The buttermilk cuts the pudding’s sweetness, accentuating its tart lemon flavor, and a dollop of blueberry
whipped cream takes this pudding straight over the top. Plus, the individual ramekins will keep in the
refrigerator for up to 3 days, making it an ideal dinner party dessert. SERVES 6
FOR THE PUDDING
3/4 cup granulated sugar
3 tbs. cornstarch
1/2 tsp. kosher salt
1 cup heavy cream
1 1/4 cups buttermilk
1 large egg
2 tbs. lemon zest
1/4 cup freshly squeezed lemon juice
1 tbs. unsalted butter
FOR THE WHIPPED CREAM
1 cup blueberries, coarsely chopped
3 tbs. granulated sugar
1 tsp. freshly squeezed lemon juice
1 cup heavy cream
2 tbs. confectioners’ sugar
1 tsp. pure vanilla extract
fresh blueberries, for garnish
fresh mint leaves, for garnish
MAKE THE PUDDING
In a medium saucepan, whisk together the sugar, cornstarch, and salt, then whisk in the cream and
buttermilk. Whisk in the egg, lemon zest, and lemon juice until combined. Place the saucepan over medium
high heat and whisk constantly until the mixture begins to thicken and bubbles begin popping on the surface,
about 2 minutes. Once bubbling, whisk vigorously for 1 minute. Remove the saucepan from the heat and
whisk in the butter. Transfer the pudding to six 4-oz. ramekins. Cover each with plastic wrap and refrigerate
until set, about 2 hours.
MAKE THE WHIPPED CREAM
In a small bowl, combine the chopped blueberries, granulated sugar, and lemon juice, pressing the berries
with a wooden spoon to release their juice.

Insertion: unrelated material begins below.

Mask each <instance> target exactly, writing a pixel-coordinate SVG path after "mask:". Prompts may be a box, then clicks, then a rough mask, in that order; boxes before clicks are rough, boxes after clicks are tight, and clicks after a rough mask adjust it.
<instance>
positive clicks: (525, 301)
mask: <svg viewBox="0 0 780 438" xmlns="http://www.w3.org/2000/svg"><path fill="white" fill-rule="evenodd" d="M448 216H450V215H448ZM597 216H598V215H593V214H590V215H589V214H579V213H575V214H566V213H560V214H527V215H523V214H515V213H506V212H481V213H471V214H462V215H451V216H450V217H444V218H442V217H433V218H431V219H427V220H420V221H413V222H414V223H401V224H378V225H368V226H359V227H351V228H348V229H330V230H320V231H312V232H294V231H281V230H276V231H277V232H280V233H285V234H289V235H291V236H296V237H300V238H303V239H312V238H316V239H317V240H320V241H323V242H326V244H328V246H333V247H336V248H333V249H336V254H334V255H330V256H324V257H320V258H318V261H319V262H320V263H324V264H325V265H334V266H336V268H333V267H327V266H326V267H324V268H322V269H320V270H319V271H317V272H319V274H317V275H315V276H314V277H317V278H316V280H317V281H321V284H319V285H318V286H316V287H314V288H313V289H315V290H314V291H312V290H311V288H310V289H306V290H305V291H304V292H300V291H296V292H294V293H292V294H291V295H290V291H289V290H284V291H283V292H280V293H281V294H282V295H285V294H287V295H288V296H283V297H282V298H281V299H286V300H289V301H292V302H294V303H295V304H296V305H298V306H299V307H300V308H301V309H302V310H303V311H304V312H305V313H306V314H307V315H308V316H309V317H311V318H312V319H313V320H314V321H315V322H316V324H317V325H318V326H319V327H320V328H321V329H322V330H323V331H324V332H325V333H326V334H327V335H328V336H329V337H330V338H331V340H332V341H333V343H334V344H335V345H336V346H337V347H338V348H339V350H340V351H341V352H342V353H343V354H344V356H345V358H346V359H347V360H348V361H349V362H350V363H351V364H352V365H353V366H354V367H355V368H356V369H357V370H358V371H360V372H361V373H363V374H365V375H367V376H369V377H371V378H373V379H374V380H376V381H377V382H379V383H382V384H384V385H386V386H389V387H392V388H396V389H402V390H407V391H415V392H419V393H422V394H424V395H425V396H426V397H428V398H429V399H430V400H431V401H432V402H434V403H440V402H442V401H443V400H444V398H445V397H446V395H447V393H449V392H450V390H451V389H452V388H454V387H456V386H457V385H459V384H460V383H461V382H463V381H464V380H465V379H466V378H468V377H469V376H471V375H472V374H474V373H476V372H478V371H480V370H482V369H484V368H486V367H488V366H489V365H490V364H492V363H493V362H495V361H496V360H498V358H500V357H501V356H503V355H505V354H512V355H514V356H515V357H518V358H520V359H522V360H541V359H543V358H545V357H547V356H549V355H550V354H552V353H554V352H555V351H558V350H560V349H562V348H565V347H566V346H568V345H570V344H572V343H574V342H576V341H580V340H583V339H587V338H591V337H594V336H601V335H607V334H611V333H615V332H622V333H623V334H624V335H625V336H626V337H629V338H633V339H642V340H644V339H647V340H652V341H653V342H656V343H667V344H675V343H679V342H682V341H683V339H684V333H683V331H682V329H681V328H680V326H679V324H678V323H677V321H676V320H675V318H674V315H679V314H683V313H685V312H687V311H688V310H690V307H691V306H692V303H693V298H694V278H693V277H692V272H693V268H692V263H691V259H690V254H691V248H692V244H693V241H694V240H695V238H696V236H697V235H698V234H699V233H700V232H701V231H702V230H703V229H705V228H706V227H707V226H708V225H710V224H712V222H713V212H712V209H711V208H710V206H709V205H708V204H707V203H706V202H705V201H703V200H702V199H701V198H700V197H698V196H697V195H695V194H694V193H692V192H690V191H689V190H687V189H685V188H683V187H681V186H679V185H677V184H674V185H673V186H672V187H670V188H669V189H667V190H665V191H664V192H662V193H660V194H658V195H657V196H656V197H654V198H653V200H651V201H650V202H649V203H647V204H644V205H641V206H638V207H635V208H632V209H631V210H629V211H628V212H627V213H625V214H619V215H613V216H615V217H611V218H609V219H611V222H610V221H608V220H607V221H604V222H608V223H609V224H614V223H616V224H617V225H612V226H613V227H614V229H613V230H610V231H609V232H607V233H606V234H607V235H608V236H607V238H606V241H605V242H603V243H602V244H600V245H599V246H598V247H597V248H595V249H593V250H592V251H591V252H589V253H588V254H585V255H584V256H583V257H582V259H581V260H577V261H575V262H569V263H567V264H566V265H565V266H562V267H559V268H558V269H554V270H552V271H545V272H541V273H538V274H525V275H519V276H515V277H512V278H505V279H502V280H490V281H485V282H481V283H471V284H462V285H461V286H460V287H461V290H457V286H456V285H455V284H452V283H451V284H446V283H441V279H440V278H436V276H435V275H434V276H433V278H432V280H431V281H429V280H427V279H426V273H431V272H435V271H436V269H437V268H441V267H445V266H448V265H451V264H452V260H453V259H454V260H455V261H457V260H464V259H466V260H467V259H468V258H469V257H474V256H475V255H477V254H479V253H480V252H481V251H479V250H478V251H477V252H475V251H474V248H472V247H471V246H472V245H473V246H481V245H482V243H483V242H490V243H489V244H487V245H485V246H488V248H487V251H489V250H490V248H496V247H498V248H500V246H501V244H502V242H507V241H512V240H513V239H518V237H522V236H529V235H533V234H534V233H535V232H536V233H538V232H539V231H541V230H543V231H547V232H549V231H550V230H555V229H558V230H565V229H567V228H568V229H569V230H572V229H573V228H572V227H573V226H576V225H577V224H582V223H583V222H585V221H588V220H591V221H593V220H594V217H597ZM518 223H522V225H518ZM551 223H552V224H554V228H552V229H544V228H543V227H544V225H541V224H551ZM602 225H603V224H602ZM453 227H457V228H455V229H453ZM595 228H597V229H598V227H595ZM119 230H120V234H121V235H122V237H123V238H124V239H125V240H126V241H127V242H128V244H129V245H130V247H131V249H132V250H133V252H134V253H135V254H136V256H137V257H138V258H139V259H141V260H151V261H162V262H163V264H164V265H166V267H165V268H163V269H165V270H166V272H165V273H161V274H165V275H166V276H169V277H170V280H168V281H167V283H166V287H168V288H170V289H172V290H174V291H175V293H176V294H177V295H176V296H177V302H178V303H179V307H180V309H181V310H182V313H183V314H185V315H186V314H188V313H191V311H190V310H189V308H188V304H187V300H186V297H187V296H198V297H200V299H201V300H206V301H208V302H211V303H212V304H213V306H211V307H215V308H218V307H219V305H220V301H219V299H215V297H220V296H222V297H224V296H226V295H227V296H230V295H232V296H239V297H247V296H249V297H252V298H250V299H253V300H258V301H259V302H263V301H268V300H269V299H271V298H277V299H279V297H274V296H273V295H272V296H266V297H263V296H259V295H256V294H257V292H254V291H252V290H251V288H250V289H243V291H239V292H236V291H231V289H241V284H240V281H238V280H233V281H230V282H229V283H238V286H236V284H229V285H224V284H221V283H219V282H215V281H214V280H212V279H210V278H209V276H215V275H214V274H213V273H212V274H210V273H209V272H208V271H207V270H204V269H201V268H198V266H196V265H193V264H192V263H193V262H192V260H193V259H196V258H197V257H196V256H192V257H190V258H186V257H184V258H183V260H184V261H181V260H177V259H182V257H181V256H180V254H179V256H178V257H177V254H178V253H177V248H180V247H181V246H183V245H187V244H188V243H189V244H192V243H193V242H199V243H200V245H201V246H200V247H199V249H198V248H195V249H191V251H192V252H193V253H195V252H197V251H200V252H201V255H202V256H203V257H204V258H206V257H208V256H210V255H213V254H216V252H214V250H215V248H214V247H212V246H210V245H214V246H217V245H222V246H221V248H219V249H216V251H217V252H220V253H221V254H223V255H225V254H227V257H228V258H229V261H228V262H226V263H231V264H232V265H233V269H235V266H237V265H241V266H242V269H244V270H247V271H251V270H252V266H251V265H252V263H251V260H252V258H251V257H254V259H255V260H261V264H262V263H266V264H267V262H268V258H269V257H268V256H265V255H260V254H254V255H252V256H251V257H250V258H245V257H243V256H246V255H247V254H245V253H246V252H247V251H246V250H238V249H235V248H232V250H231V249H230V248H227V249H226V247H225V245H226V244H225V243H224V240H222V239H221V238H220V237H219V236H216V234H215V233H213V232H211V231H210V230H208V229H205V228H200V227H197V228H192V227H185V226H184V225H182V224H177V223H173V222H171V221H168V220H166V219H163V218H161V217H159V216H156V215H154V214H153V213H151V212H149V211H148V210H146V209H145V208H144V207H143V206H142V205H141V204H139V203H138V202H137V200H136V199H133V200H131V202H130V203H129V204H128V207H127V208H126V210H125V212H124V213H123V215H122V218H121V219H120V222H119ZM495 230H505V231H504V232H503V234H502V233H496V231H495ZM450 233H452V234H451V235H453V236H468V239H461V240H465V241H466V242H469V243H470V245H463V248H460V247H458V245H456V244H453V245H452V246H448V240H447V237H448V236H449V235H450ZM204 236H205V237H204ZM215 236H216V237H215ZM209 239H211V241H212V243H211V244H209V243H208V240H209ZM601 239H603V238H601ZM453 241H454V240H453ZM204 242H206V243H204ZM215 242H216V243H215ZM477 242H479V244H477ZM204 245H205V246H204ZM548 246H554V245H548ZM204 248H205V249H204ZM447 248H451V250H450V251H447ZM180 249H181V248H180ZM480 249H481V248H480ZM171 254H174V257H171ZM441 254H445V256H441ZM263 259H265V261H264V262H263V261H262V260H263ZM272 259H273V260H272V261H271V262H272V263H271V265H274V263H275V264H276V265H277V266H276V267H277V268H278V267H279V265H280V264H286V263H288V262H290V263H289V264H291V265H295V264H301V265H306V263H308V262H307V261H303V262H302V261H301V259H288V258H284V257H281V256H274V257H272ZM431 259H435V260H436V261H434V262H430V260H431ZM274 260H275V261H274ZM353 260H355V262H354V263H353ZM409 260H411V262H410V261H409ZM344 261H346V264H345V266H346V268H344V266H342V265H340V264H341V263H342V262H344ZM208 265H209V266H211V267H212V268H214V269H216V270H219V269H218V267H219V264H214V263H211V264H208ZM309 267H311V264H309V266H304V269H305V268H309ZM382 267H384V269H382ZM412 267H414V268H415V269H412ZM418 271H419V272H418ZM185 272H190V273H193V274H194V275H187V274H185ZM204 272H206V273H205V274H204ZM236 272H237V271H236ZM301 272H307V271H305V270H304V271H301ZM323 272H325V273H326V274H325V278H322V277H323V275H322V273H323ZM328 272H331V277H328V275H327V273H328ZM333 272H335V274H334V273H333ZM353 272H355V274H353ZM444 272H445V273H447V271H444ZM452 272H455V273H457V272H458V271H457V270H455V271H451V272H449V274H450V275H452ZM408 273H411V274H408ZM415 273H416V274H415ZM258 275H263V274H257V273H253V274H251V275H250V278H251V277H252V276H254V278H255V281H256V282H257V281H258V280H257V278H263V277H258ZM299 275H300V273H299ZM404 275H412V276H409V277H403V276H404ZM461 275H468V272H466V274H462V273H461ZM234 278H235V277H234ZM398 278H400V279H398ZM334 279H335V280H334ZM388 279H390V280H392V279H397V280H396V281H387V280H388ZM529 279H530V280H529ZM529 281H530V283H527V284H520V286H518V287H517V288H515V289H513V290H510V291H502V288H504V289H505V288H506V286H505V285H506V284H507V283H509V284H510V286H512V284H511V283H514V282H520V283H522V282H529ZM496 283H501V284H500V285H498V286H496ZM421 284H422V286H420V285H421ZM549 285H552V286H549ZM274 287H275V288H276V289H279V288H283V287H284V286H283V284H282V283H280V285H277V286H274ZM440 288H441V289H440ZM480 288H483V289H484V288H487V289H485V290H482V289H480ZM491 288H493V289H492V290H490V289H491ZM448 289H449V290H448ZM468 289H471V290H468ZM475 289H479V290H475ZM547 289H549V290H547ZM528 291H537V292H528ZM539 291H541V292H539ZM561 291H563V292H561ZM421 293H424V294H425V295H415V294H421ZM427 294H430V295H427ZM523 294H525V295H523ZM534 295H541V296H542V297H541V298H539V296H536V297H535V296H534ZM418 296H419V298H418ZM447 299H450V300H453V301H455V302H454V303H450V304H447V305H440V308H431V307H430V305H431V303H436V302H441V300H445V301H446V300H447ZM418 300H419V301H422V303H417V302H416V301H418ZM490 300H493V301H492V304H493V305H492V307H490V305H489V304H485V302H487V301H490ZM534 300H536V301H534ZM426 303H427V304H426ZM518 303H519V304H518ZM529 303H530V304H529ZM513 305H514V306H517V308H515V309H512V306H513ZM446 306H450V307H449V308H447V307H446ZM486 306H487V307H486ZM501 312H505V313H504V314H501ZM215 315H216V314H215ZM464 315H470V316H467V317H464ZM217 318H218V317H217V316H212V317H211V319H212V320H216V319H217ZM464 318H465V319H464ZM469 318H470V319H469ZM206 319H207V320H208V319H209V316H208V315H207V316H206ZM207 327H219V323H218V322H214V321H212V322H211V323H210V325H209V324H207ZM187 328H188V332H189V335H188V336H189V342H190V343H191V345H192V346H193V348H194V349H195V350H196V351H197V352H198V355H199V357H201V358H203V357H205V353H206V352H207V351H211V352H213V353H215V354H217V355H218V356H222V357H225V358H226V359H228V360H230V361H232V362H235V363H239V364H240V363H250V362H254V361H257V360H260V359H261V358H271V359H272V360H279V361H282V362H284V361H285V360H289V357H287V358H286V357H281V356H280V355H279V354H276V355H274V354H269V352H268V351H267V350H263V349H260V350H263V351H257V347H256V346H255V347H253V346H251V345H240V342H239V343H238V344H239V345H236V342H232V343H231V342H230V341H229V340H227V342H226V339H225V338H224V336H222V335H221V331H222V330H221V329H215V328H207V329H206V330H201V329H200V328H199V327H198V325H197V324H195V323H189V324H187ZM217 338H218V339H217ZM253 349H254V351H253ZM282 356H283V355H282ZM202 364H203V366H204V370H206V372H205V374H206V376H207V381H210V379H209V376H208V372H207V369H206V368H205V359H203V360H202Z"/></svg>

In a bowl of a stand mixer fitted with the whisk attachment, whisk
the cream, confectioners’ sugar, and vanilla on medium-high speed until soft peaks form. Using a spatula,
fold in the blueberry mixture. Serve each pudding with a dollop of the blueberry whipped cream and garnish
with fresh blueberries and mint leaves.